Earlier in January, we closed our long gold trades in order to lock in profits ahead of the largely uncertain risks around Trump’s inauguration and the kick-off of his presidency. Obviously, both those immediate catalysts have passed but arguably, much of the uncertainty remains. Yet, from our perspective now, we view this lingering ambiguity as a potential extra accelerant to a near-term, fundamental-based rally in gold.
On treasuries, Fixed Income research analysts reiterate that “although there is room for high yields in short run, gold's safe haven sentiments to remain intact in long run” given their skepticism on large-scale fiscal stimulus and the potential for growth to moderate among other drivers like seasonality and stretched investor positioning to the short side in gold.
From an FX perspective, while long dollar positioning remains material even after the retracement lower in the dollar index YTD, our analysts believe, “the broad dollar does still seem vulnerable should Trump’s first several days in action disappoint those looking for primarily growth-friendly and reflationary policies, without stoking disruption or trade-confrontation risks.”
Combining these macro views with the general sense of uncertainty in markets (safe haven demand) and the relatively clean investor positioning in gold, compels us to recommend going long in gold.
OTC outlook and hedging strategy:
Neutral delta risk reversals of XAUUSD: From the nutshell showing delta risk reversals of gold prices, you can probably make out that this commodity has been the most expensive pairs to be hedged for short term downside risks as it indicates calls have been relatively overpriced over puts, short term IVs seem more conducive for option writers.

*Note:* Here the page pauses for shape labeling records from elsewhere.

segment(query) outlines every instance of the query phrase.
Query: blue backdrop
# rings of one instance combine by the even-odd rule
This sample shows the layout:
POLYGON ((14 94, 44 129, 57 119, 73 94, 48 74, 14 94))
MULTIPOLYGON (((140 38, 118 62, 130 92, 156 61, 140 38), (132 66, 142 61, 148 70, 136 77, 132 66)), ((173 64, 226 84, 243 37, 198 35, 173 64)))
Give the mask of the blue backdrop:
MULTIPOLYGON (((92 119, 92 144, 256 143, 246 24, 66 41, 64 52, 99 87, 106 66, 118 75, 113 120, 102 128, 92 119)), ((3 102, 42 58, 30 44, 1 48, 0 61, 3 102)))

Needless to specify, Gold price vols have still been fading away, no pace owing to the monetary policies of the US Federal Reserve, investors seem to be shifting safe haven investment sentiments into the treasuries as the more hawkish notes are intensifying the interest rate hiking cycle.
Positively skewed 2w IVs are indicating opportunities for writers of the exorbitant call options, while 2m skews are in favor of calls to mitigate bullish risks.
Hence, we advocate the longs in 2M ATM 0.51 delta calls while long in ATM -0.49 delta put option of 2m tenors, simultaneously, short 1m (1%) OTM calls, the hedging portfolio is constructed at net debit with 56% of net delta. But the cost of hedging portfolio has been reduced from short leg.